Software Requirements
We will be using Python data stack for the workshop. Please install Ananconda for Python 3.5 for the workshop. That has everything we need for the workshop. For attendees more curious, we will be using Jupyter Notebook as our IDE. We will be using primarily scikit-learn libraries for most of the machine learning algorithms.
Facilitators’ Profile
Amit Kapoor teaches the craft of telling visual stories with data. He conducts workshops and trainings on Data Science in Python and R, as well as on Data Visualisation topics. His background is in strategy consulting having worked with AT Kearney in India, then with Booz & Company in Europe and more recently for startups in Bangalore. He did his B.Tech in Mechanical Engineering from IIT, Delhi and PGDM (MBA) from IIM, Ahmedabad. You can find more about him at http://amitkaps.com/ and tweet him at @amitkaps.
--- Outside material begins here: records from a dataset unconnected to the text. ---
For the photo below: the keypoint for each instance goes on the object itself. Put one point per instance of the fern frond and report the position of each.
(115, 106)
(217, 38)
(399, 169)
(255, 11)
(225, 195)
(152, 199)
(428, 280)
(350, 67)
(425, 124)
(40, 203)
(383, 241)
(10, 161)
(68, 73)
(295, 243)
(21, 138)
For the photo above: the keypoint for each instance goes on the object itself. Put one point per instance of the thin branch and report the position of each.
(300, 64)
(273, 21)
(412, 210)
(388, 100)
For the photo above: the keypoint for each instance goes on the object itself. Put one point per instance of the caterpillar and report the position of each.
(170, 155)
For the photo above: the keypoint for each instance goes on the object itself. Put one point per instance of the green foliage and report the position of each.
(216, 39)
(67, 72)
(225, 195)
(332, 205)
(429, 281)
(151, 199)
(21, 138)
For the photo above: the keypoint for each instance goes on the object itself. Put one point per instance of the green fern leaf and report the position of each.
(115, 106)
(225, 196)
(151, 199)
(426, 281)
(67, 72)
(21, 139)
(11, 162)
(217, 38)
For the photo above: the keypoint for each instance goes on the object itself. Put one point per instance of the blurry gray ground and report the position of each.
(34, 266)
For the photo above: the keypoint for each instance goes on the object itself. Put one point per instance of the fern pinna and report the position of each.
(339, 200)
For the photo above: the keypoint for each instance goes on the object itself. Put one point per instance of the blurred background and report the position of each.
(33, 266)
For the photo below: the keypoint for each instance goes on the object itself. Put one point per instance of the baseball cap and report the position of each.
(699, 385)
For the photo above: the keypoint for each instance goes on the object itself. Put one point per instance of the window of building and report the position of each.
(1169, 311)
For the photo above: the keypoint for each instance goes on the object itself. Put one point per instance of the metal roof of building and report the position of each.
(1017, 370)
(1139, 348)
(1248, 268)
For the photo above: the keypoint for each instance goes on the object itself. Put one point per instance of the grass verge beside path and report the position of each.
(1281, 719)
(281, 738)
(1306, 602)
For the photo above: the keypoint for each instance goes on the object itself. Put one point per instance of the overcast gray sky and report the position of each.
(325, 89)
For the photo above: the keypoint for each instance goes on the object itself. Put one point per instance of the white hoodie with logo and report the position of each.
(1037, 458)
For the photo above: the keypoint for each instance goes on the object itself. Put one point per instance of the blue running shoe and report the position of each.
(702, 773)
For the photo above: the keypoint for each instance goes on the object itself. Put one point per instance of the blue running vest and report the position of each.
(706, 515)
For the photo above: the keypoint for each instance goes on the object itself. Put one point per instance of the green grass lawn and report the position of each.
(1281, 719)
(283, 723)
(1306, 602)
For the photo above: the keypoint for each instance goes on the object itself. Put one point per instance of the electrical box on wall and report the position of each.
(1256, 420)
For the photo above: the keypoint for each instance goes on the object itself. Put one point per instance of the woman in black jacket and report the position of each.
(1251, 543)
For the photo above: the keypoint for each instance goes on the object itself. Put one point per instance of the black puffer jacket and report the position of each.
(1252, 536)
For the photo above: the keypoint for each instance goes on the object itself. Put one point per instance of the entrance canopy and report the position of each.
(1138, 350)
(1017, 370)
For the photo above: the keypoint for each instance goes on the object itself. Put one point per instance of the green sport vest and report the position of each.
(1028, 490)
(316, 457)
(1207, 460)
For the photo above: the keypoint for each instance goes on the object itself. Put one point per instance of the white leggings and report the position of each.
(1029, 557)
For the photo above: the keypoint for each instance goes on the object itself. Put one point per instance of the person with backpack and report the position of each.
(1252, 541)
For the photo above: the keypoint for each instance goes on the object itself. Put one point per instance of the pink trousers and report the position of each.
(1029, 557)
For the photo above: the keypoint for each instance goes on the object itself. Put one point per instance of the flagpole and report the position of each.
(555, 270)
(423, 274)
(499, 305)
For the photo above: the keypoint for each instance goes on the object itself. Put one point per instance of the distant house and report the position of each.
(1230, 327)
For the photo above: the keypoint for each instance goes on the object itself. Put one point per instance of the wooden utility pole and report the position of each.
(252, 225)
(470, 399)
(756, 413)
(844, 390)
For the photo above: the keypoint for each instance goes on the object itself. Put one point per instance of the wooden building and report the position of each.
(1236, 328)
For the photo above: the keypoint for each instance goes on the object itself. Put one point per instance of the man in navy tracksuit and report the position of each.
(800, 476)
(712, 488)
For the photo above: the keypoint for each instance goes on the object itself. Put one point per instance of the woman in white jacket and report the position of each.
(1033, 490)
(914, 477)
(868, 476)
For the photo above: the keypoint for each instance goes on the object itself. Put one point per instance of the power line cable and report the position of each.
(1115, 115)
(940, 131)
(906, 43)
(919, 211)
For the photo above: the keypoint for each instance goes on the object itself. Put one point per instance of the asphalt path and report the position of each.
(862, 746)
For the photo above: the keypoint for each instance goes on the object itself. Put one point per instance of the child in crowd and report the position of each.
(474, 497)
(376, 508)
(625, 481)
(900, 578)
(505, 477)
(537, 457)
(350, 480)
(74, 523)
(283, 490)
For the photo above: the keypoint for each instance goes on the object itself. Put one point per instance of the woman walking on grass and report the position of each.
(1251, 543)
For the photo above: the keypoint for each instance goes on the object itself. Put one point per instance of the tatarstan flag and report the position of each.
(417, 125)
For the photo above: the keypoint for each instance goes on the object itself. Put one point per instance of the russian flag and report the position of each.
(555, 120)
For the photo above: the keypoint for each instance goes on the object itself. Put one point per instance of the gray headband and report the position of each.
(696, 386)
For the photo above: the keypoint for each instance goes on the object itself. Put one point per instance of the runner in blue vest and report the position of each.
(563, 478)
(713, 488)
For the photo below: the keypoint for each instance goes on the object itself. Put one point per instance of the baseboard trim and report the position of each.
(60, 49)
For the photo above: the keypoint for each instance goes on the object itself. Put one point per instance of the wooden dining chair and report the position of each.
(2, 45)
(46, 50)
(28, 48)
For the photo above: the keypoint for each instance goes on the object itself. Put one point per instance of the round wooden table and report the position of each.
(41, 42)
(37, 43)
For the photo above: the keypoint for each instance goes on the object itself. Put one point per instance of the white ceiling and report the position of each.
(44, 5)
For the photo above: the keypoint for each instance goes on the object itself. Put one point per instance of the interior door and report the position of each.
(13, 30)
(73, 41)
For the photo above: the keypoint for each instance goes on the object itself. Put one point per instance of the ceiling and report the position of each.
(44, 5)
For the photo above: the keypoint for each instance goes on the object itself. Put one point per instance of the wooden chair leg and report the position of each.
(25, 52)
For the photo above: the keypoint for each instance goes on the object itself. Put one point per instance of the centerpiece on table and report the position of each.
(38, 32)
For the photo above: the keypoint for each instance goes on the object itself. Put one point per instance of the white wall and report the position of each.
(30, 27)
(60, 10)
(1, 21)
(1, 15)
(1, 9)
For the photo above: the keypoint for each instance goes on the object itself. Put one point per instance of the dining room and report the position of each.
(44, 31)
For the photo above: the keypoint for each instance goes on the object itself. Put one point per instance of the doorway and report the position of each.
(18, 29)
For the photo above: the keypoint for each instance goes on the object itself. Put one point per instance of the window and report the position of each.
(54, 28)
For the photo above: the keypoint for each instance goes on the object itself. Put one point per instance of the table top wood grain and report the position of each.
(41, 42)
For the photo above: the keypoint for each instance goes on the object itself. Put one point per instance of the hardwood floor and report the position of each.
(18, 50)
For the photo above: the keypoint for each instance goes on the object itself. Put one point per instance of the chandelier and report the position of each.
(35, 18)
Bargava Subramanian is a practicing Data Scientist. He has 14 years of experience delivering business analytics solutions to Investment Banks, Entertainment Studios and High-Tech companies. He has given talks and conducted workshops on Data Science, Machine Learning, Deep Learning and Optimization in Python and R. He has a Masters in Statistics from University of Maryland, College Park, USA. He is an ardent NBA fan. You can tweet to him at @bargava.